Die inneren Spannungen des Nahen Ostens wurden von der außenpolitischen Agenda des Westens verschärft, dabei hat auch der Westen ein Interesse an einer stabilen Region. Es ist an der Zeit für eine andere Außenpolitik.

Im Irak wurde kein "Leuchtturm der Demokratie" errichtet. Und in Syrien gelang es nicht, Baschar al-Assad abzulösen. Stattdessen waren in beiden Ländern die Truppen des selbsternannten Kalifen Abu Bakr el-Baghdadi auf dem Vormarsch. Er will vollenden, was westliche Interventionen und Bürgerkriege begonnen haben: Staaten innerlich auszuhöhlen und Grenzen zu schleifen.

Aus den Trümmern weltlicher Diktaturen droht ein Unrechtsregime islamistischer Glaubenskrieger hervorzugehen. Die demokratische Mission ist gescheitert, der Arabische Frühling vergangen und die alte Ordnung der Kolonialmächte in der Levante steht vor dem Zusammenbruch.

Mehr noch: Das Schlachtfeld, in das die Sprösslinge unserer westlichen Gesellschaften als Dschihadisten ziehen, liegt an der Südostflanke der NATO, also direkt vor unserer geographischen Haustür.

Falsche Freunde, fragwürdige Interessen

Kurzum, die inneren Spannungen des Nahen Ostens wurden von der außenpolitischen Agenda des Westens verschärft, und haben diese sodann über den Haufen geworfen. Europa und die USA setzten dort auf falsche Freunde und fragwürdige Interessen.

Es waren die Golfmonarchien Saudi-Arabien und Katar, die gemeinsam mit der Türkei den militanten Widerstand gegen das syrische Regime unterstützt haben und damit auch der Terrorgruppe "Islamischer Staat" zu ihrer heutigen Macht und Schlagkraft verhalfen. So wollten diese sunnitischen Regionalmächte gegen den schiitischen Gürtel vorgehen, der sich vom Iran über Irak bis hin zum Libanon ans Mittelmeer erstreckt.

Und viel zu lange schien es auch im westlichen Interesse zu liegen, einen schwer berechenbaren Iran zu isolieren, der bei manchen Beobachtern den Anschein erweckt, den Status einer Atommacht anzustreben. Und viel zu lange hat auch der NATO-Partner Türkei mit dem Feuer gespielt und Islamisten gefördert, auch um die separatistischen Ambitionen der Kurden in den Nachbarstaaten im Keim zu ersticken.
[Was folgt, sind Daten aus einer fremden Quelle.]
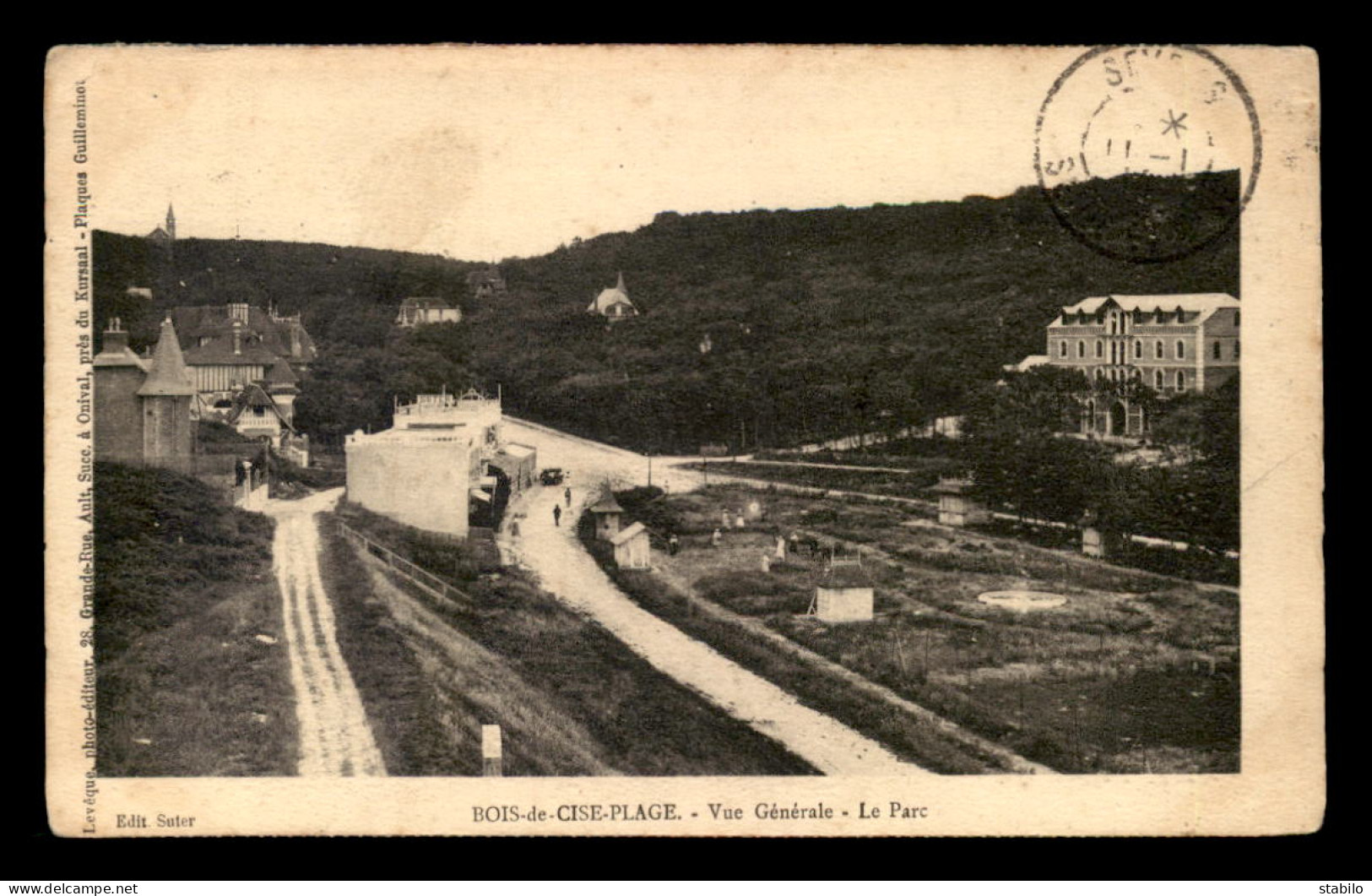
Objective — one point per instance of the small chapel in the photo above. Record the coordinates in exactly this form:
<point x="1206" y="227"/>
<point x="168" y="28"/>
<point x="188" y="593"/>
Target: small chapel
<point x="614" y="303"/>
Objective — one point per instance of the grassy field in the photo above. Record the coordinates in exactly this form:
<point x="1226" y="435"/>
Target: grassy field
<point x="571" y="698"/>
<point x="193" y="672"/>
<point x="1135" y="672"/>
<point x="924" y="472"/>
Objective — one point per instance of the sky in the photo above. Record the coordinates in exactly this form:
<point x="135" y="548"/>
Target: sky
<point x="493" y="153"/>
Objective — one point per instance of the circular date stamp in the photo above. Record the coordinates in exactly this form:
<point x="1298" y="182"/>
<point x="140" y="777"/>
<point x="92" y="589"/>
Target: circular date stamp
<point x="1172" y="125"/>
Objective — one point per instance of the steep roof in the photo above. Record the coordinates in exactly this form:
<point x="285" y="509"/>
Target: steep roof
<point x="426" y="302"/>
<point x="280" y="373"/>
<point x="625" y="534"/>
<point x="263" y="336"/>
<point x="254" y="395"/>
<point x="168" y="375"/>
<point x="610" y="298"/>
<point x="607" y="504"/>
<point x="1205" y="303"/>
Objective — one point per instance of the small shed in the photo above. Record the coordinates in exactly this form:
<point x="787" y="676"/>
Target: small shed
<point x="958" y="504"/>
<point x="607" y="513"/>
<point x="1093" y="537"/>
<point x="844" y="595"/>
<point x="632" y="548"/>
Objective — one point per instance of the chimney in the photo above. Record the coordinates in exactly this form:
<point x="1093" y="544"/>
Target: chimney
<point x="114" y="339"/>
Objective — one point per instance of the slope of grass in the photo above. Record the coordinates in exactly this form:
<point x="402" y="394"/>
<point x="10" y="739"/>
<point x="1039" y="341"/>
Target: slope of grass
<point x="191" y="669"/>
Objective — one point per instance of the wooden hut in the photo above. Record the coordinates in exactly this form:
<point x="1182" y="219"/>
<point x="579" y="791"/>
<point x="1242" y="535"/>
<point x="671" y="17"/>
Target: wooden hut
<point x="958" y="504"/>
<point x="843" y="595"/>
<point x="607" y="513"/>
<point x="632" y="548"/>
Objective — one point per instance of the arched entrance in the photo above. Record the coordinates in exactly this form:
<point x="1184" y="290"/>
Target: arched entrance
<point x="1117" y="416"/>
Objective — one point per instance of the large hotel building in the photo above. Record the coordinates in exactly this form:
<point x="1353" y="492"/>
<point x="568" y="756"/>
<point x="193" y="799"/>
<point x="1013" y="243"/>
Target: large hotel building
<point x="1172" y="344"/>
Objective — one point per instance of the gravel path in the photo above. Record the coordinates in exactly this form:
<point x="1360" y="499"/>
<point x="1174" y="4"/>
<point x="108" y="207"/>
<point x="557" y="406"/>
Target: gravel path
<point x="566" y="568"/>
<point x="335" y="738"/>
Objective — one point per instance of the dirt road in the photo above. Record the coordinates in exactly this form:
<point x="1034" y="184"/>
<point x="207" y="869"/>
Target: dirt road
<point x="566" y="568"/>
<point x="335" y="740"/>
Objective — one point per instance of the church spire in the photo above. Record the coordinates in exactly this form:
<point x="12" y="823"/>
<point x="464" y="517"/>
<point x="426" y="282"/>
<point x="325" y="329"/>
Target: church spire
<point x="169" y="375"/>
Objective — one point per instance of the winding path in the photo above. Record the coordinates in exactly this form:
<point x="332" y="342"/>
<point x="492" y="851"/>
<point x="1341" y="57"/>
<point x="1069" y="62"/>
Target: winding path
<point x="335" y="738"/>
<point x="566" y="568"/>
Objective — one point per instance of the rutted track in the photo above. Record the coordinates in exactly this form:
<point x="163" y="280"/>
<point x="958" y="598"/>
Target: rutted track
<point x="335" y="738"/>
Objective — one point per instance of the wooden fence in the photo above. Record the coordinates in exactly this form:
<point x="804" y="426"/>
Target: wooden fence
<point x="419" y="577"/>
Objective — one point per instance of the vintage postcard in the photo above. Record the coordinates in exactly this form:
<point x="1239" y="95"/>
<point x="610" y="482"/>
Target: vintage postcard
<point x="684" y="441"/>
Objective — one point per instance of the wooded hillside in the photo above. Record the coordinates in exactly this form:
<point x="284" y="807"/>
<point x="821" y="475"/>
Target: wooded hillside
<point x="819" y="322"/>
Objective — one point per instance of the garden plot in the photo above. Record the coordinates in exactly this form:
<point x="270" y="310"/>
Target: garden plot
<point x="1132" y="672"/>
Im Irak scheiterten die neuen schiitischen Eliten daran, einen Ausgleich mit den Anhängern des alten Regimes, so wie der sunnitischen Minderheit, anzustreben.
In Syrien stand nie das ganze Volk hinter den Forderungen der Aufständischen. Neben den Alawiten und Christen zog das urbane sunnitische Bürgertum das Assad-Regime einer unübersichtlichen politischen Zukunft vor. Die Opposition - zersplittert in einer Vielzahl von heterogenen Gruppen - bekämpfte sich schließlich gegenseitig, zum Leidwesen der syrischen Bevölkerung.

Nun dämmert es dem Westen, dass er sich von scheinbar loyalen Verbündeten distanzieren sollte, die den Konflikt aus Eigennutz schürten, und dass er nun doch mit Gegnern einig werden muss, ohne die es keinen Frieden in der Region geben kann und wird. So kommen Iran und der syrische Machthaber wieder ins west-östliche Spiel.

Die bisherigen Bündnisse auf den Prüfstand stellen

Denn der Westen braucht Stabilität in der Region, will er seine Handelswege und die Ölversorgung schützen, die Sicherheit Israels gewährleistet wissen. Wie also kann daraus eine deutsche, europäische, transatlantische Außenpolitik entstehen, die nachhaltig wirkt, große Irrtümer meidet und eigene Werte nicht verrät?
Sie würde beim Schwersten beginnen, indem sie sich an das Prinzip hält, keinerlei Waffen in Konfliktregionen zu liefern, und auch das einfachste nicht verweigern, humanitäre Hilfe zu leisten.

Sie würde die bisherigen Interessen und Bündnisse auf den Prüfstand stellen, sich beispielsweise fragen, warum Riad dem Westen näher stehen sollte als Teheran. Sie würde aufhören, nur selektiv die Einhaltung von Menschenrechten einzufordern, nicht länger nach guten oder bösen, genehmen oder nicht genehmen Diktaturen unterscheiden.

Eine solche Außenpolitik würde sich um die Menschen in der Region sorgen, aber von der Illusion lösen, den Nahen Osten nach westlichem Muster politisch formen zu können.